In the tradition of spiritual journey found in the Gospels and in the writings of mystics, we will move from darkness to light by beginning with “The Hollow Men”, “Ash-Wednesday”, and “Choruses from ‘The Rock’” before we enter into Eliot’s highest achievement of spiritual realization, the “Four Quartets.”
We welcome seekers of any faith, as well as those still seeking a basis for spiritual commitment. Our goal is to discover new ways for thinking about the role of the spiritual in life, and for realizing our vision as we move deeper into it.
Saturday mornings at the Cathedral, October 2019 through May 2020: 10/19, 11/9, 12/14, 1/11, 2/8, 3/14, 4/11, 5/9. Cost for eight weeks is $200- ($150- for students).
Please send a brief written statement of interest telling us what your hopes are for joining the group, whether or not you have any background in this type of project, and anything else you wish to share.
Send statements to the Director of Cathedral Arts, Brynna Carpenter-Nardone, at The Cathedral of All Saints, 62 South Swan Street, Albany, N.Y. 12210. If you have questions about the course content, you can email Gene.
Eugene K. Garber is a retired English Professor from The University at Albany, where he taught modern literature and writing.

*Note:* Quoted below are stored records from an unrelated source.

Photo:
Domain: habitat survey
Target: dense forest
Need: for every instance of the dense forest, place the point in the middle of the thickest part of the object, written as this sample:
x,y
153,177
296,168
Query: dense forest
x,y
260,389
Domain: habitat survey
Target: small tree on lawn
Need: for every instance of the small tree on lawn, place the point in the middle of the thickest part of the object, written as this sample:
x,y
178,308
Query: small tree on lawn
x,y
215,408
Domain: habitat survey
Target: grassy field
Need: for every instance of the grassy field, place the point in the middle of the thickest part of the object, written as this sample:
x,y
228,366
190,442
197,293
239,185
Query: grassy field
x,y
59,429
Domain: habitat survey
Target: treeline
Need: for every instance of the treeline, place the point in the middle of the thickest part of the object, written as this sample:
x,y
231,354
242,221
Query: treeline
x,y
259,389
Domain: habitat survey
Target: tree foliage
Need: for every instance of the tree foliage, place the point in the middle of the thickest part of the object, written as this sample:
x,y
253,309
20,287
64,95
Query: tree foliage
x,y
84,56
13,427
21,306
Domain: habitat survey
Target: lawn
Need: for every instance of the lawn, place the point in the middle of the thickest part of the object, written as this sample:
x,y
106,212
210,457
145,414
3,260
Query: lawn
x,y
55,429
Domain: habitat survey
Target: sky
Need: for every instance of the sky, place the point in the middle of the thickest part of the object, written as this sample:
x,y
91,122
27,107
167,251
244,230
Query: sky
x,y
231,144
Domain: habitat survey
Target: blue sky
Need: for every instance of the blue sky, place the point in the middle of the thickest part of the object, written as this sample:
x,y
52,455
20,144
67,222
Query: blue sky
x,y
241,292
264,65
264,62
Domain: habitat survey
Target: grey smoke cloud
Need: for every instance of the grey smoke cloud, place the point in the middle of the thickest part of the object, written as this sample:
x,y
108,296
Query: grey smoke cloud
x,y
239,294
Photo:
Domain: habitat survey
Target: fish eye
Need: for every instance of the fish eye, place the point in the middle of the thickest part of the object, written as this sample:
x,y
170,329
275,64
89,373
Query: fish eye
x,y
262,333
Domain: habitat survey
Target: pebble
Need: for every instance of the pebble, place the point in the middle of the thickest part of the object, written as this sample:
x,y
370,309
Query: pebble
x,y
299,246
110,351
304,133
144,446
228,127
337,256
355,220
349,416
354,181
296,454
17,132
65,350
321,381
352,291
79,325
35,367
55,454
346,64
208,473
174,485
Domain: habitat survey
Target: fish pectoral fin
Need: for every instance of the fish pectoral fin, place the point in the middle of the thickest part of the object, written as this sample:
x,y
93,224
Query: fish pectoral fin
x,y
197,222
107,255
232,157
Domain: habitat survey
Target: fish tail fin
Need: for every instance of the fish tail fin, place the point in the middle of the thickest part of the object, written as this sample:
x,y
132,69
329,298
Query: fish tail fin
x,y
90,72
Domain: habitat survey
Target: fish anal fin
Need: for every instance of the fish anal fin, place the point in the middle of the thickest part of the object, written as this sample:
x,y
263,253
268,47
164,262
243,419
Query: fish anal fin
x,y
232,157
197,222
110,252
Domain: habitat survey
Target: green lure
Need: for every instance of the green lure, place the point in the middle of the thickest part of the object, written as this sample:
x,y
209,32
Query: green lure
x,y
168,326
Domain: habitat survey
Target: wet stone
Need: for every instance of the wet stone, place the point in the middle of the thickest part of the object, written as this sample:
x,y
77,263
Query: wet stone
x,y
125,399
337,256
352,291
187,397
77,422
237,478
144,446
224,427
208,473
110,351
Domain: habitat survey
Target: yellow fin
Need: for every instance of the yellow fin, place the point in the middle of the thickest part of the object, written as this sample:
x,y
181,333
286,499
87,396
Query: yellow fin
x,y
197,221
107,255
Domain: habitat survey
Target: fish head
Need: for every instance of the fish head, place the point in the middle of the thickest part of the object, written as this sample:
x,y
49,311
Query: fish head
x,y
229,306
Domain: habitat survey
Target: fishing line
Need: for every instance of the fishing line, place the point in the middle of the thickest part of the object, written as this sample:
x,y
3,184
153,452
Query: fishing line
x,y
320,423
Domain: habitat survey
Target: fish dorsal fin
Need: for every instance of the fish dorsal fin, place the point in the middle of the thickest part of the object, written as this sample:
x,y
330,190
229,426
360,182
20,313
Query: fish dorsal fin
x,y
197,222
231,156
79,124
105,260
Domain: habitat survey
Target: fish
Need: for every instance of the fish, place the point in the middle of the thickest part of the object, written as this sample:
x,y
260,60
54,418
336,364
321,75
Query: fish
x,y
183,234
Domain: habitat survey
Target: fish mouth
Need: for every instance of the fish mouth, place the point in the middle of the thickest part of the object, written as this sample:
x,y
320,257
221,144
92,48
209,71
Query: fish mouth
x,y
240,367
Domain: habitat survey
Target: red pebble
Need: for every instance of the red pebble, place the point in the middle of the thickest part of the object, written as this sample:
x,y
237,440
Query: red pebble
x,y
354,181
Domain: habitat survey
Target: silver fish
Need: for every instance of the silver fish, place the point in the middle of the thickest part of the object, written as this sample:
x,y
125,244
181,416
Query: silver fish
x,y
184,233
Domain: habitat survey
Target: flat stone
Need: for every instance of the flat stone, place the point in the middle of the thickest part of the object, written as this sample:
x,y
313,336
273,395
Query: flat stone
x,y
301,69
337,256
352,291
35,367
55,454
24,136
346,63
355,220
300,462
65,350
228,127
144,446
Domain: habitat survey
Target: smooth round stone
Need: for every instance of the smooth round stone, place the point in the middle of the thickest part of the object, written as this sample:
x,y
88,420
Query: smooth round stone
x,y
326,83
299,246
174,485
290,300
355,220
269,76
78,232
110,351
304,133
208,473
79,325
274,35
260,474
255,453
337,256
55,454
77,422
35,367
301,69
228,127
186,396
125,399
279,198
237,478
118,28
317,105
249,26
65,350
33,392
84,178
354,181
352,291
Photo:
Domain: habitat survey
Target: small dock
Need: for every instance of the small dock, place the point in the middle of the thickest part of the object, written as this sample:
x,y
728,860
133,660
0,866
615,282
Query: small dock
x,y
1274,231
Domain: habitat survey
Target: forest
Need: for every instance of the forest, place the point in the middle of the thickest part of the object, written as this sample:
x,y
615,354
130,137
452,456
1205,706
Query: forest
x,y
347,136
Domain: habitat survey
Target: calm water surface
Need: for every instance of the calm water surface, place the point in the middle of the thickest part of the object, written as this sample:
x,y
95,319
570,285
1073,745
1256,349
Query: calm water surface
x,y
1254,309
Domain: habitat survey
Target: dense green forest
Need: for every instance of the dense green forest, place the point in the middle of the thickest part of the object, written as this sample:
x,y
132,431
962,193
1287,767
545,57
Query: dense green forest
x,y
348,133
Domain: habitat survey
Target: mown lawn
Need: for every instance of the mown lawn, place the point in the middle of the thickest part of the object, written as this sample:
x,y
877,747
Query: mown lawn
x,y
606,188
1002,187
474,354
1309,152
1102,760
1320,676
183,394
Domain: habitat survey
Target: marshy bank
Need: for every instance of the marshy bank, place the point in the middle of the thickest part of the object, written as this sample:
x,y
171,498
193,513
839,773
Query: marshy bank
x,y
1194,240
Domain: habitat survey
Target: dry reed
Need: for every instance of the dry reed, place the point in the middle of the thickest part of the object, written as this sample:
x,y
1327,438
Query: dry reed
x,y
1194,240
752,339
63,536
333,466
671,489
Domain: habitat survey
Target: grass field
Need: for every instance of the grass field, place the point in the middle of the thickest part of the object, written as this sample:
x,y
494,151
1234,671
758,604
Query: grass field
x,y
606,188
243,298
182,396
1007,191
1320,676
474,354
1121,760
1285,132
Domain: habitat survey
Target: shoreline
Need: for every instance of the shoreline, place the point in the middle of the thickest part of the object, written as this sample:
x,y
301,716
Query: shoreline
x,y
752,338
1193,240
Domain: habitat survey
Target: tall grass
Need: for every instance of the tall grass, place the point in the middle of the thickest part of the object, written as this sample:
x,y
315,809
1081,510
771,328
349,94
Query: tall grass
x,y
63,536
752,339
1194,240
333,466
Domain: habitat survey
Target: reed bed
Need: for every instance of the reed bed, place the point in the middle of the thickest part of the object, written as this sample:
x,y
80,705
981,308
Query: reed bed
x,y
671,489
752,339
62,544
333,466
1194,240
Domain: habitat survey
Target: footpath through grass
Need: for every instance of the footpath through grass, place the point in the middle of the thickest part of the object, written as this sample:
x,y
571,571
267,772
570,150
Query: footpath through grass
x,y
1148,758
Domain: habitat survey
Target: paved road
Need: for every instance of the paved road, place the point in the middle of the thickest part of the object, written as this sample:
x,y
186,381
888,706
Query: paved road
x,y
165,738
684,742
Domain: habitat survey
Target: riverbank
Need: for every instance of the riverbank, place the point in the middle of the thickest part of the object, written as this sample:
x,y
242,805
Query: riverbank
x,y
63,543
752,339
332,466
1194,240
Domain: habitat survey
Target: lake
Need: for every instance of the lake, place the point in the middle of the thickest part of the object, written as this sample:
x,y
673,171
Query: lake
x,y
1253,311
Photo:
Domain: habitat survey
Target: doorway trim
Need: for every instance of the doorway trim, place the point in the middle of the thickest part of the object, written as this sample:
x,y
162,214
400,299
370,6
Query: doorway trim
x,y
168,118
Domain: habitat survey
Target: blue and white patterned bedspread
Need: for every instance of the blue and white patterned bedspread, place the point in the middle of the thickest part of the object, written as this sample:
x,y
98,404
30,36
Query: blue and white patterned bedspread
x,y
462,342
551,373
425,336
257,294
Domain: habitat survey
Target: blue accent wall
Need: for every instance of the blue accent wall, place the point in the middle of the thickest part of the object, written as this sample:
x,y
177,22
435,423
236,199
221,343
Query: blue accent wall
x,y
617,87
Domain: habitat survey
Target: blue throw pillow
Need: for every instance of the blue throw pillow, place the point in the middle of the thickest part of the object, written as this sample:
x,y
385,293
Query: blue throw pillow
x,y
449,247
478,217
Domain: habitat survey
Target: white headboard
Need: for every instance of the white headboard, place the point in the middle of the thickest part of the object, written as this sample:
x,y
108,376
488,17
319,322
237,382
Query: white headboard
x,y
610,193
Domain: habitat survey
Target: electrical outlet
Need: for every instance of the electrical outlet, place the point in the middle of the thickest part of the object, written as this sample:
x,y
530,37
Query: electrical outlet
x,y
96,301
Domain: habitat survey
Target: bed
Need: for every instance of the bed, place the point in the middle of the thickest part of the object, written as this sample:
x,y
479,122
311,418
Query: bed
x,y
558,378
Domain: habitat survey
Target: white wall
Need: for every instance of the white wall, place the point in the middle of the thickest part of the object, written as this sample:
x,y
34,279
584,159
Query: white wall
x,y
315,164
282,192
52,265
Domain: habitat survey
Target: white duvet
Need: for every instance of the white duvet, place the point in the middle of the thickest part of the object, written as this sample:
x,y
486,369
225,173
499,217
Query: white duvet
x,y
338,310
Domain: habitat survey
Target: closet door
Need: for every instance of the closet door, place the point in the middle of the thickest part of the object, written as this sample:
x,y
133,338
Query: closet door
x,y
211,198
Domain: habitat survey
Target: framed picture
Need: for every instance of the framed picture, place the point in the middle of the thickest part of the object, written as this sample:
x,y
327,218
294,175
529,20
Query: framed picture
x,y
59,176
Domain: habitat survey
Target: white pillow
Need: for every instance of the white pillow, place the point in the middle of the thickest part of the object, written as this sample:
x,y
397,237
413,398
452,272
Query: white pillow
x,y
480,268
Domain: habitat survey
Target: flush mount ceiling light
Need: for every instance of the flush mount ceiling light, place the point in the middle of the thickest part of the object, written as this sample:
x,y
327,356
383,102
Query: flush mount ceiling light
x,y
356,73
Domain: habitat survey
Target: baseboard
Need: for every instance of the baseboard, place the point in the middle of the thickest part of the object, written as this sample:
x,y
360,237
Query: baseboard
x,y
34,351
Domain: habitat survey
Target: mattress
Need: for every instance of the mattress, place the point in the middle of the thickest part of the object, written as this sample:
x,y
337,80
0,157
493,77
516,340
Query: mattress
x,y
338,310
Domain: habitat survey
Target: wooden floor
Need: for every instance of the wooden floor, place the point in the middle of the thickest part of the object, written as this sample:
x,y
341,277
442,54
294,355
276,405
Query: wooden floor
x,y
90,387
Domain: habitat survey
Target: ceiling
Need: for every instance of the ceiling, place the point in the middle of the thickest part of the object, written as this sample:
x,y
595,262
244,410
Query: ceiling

He has published six books of fiction. He collaborated with eight other artists to create Eroica, a hypermedia fiction for web. At the Cathedral of All Saints he has served for two decades as project director for capital improvements. He has also led congregants in a discussion group reading Marilynne Robinson’s novel, Lila. Currently he is actively participating in Cathedral Arts, a program of spiritual enrichment through arts in various media at various venues. Recently he participated in a symposium on The Albany Symphony Orchestra’s performance of Benjamin Britten’s War Requiem, focusing his remarks on Britten’s use of the poetry of Wilfred Owen.
Evan Craig Reardon is a graduate student at SUNY Albany, where he is pursuing a MS in Library Science and an MA in English. He graduated from the University of Connecticut in 2017 where he studied philosophy, English, and classical languages. He is an experimental poet working at the intersection of poetry, philosophy, and theology. His current project is a free translation and adaptation of Euripides’ Medea with a theological commentary.